Por que o calor mata

O RKI explicou ainda que os números de mortes relacionadas a altas temperaturas são uma estimativa que usa métodos estatísticos, combinando taxas de mortalidade do Escritório Federal de Estatística (Destatis) e as medições de temperatura do Serviço Meteorológico Alemão (DWD).

Na maioria dos casos, a combinação de calor e condições pré-existentes leva à morte.
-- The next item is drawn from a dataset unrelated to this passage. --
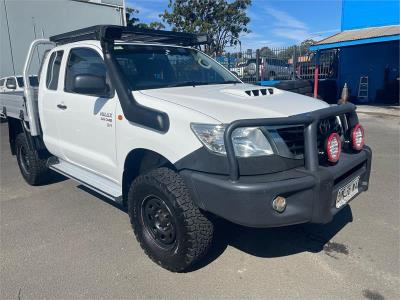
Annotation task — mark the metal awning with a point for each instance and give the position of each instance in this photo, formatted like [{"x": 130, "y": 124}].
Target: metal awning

Os atestados de óbito raramente têm o calor listado como a causa da morte.

O calor mata porque aumenta o risco de problemas de saúde, pois os órgãos do corpo, como os rins ou o coração, são afetados pelo aumento da temperatura interna.

Pessoas com problemas de saúde subjacentes são mais vulneráveis a temperaturas extremas.

Ondas de calor mortais em todo o mundo

As ondas de calor mortais estão se tornando mais comuns a cada ano devido à mudança climática, segundo os cientistas. E as temperaturas estão ainda mais altas agora após mais de meio século de queima de carvão e petróleo, afirmam.

Um relatório do serviço climático europeu Copernicus afirmou que agosto deste ano foi o agosto mais quente já registrado com equipamentos modernos, e que 2023, até agora, foi o segundo ano mais quente.

A Alemanha, por sua vez, teve o setembro mais quente da sua história, informou na sexta-feira (29/09) o DWD. Com uma temperatura média de 17,2°C, foi o setembro mais quente e o segundo mais ensolarado desde que as medições meteorológicas começaram em 1881.